#### Need Solution for R.D.Sharma Maths Class 12 Chapter 9 Differentiability Exercise 9.1 Question 7 Sub Question 1 Maths Textbook Solution.

Answer: f(x) is differentiable at x = 0, if m > 1.

Hint: The function y = f(x) is said to be differentiable in the closed interval [a, b] if R f  (a) and L f  (b) exist and f `(x) exist for every point of (a, b).

If the left hand limit, right hand limit and the value of the function at x = c exist and are equal to each other, then f is said to be continuous at x = c.

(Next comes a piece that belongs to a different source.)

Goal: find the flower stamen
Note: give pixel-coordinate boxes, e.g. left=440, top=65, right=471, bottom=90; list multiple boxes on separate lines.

Given: $f\left ( x \right )=$$\left\{\begin{array}{c} x^{m} \sin \left(\frac{1}{x}\right), x \neq 0 \\ 0, x=0 \end{array}\right.$

Solution:

Differentiability at x = 0:

$LHD\: at x=0: \lim_{x\rightarrow 0^{-}}\frac{f\left ( x \right )-f\left ( 0 \right )}{x-0}$

$= \lim_{h\rightarrow 0}\frac{f\left ( 0-h \right )-f\left ( 0 \right )}{\left ( 0-h \right )-0}$

$= \lim_{h\rightarrow 0} \frac{\left ( 0-h \right )^{m}\sin\left ( \frac{1}{-h} \right )}{-h}$

$= \lim_{h\rightarrow 0} \left ( -h \right )^{m-1}\sin \left ( \frac{1}{-h} \right )$                                                        $\left \{ \frac{a^{m}}{a^{n}}\Rightarrow a^{m-n} \right \}$

$= \lim_{h\rightarrow 0} \left ( -h \right )^{m-1}\sin \left ( \frac{1}{h} \right )$                                                         $\left \{ \sin \left ( -\theta \right )\Rightarrow -\sin \theta \right \}$

\begin{aligned} &\text { RHD at } x=0: \lim _{x \rightarrow 0^{+}} \frac{f(x)-f(0)}{x-0} \\ &=\lim _{h \rightarrow 0} \frac{f(0+h)-f(0)}{(0+h)-0} \\ &=\lim _{h \rightarrow 0} \frac{h^{m} \sin \left(\frac{1}{h}\right)}{h} \\ &\Rightarrow\{\text { when }-1 \leq k \leq 1\} \end{aligned}                                    $\left\{\begin{array}{c} (0)^{m-1}=0 \\ \sin \left(\frac{1}{0}\right)=\sin (\infty) \end{array}\right.$

$\Rightarrow 0\; x\; k$

$\Rightarrow 0$

$(LHD \: at \: x = 0)= (RHD\: at\: x = 0)$

Hence, f(x) is differentiable at x = 0.